Personally I started to think (doing mostly Python) classes are more like namespaces or modules. And inheritance is just about making code more compact by placing "overloaded" methods and data (do not do this!).
The problem with inheritance is that it makes one relation central while problem domain may have several. And even with mixins, there is very quickly a big mess.
Alternative? Some kind of multidispatch and component architecture capable of it.
Polymorphism is cool thing, but it's not limited to OOP.
Encapsulation? Also not quite limited to OOP. Modules do it as well. It's just about abstraction level boundaries, which can be as well kept by convention.

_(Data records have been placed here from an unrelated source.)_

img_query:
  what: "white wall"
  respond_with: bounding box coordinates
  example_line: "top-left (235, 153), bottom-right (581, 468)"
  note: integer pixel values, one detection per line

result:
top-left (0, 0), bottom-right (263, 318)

In enterprise level systems it's rare one has Cat and Dog classes. It's more usual to have a game of Spore where the user do those. Thus "OOP" gets lifted to the user level where it probably belongs. At the level the programmer deals with I see classes are more like components, which ones get by name from some registry.
As someone else already commented, classes are more like organizational principle for the code.
As for combining several functions with roughly the same arguments advice. It's quite shallow. In particular case it may reveal a better abstraction or then not, just adding some incidental couplings. (the same may be true for instance for FP languages where a module may contain functions on some "topic"). Thus a tendency for god classes.
The main critique towards OOP nowadays is whether it's a good idea to have shared state all over the system? Component systems may overcome that by having centralized bookkeeping of component instances, but what about OOP in general?
Without behavior a class is just a template for a data structure.
In a sense, an instance of the class can be understood as a "stateful function" (sounds ugly). Is such a thing really helping to fight complexity or the other way around? As with every tool - it depends.
Ergonomics is yet another dimension. Does having classes help a programmer to juggle less items at any time (and I include reading code here, not only writing)? I do not know the answer. May be, it depends on the case as well.
Possibly, having to call methods instead of classes is just a syntactical sugar. In Python it's very clear:
obj.method(args)
vs
function(obj, args)
Why obj should be privileged? Who knows... One needs to read volumes of OOP wisdom to get to it.